An Extraordinary General Meeting (EGM) is an exceptional meeting of the shareholders and managers of the company to take important decisions.

The Role of an Extraordinary General Meeting

An Extraordinary General Meeting (EGM) is a formal meeting that brings together the partners of a company to make decisions. Unlike the Annual General Meeting (AGM), the EGM is not periodic and only intervenes in certain specific cases, other than the day-to-day management of the company. The shareholders vote on specific resolutions, such as changes in the company’s status.

When to call an extraordinary general meeting?

While an ordinary/annual general meeting must be convened regularly (generally once a year) to approve the accounts at the end of the accounting period, the extraordinary general meeting is called only when exceptional decisions have to be taken.

An EGM is necessarily gathered at the time of the decision to modify the statutes of the company. But it must more generally come together when the following points need to be discussed:

  • increase or decrease of the share capital,
  • modification of the objectives/mission of the company,
  • change of head office location,
  • liquidation or dissolution of the enterprise.

Since it is a meeting that goes beyond the normal framework and which will address essential subjects in the life of the company, the convocation to the EGM must respect certain rules.

How to convene an extraordinary general meeting?

An extraordinary general meeting may be convened by the managers or the Board of Directors, and as many times as necessary.

It is quite possible to hold at the same time an AGM and an EGM: this is called a mixed general meeting.

Exception: In France, in a limited liability company, only the manager has the capacity to convene a general meeting, whether ordinary or extraordinary.
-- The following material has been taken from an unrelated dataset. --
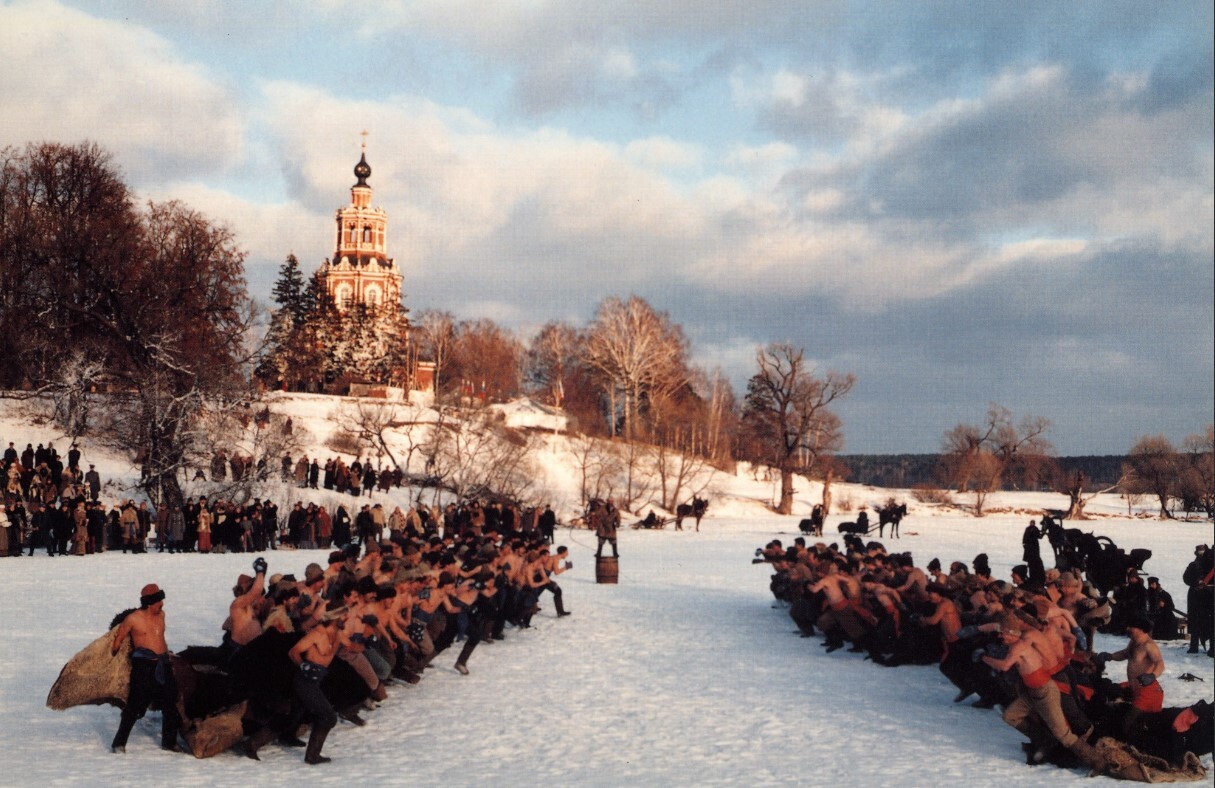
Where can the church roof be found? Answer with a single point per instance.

Unless it is an absolute emergency, the partners must be summoned at least 2 weeks in advance, by registered letter with acknowledgment of receipt.

The notice of meeting must include the agenda, date, time and place of the meeting, as well as the resolutions to be discussed and a form of proxy so that a partner may be represented if necessary. The purpose of the notice of meeting allows us to see immediately whether it is the ordinary general meeting or an extraordinary general meeting.

Functions of the vote at an EGM

At an EGM, in order for a vote to be valid, it must respect the principle of quorum and the required majority:

quorum = the minimum number of members to be present at the meeting,
majority required = minimum number of votes in favor of the decision.

In order to validate the decisions taken, the General Meeting must respect the quorum. And the proposed decisions will only be taken if the necessary majority of votes are reached.

At an extraordinary general meeting, the quorum and majority rules are the same for public limited companies and limited liability companies in France.

Quorum: 1/4 of the shares in the case of the first meeting on a given subject, or 1 / 5th of the shares if it is a second discussion on the same subject.
Majority: 2/3 of the votes or 2/3 of the represented shares.

After an EGM, a report or minutes containing the points discussed and the decisions taken must be drawn up.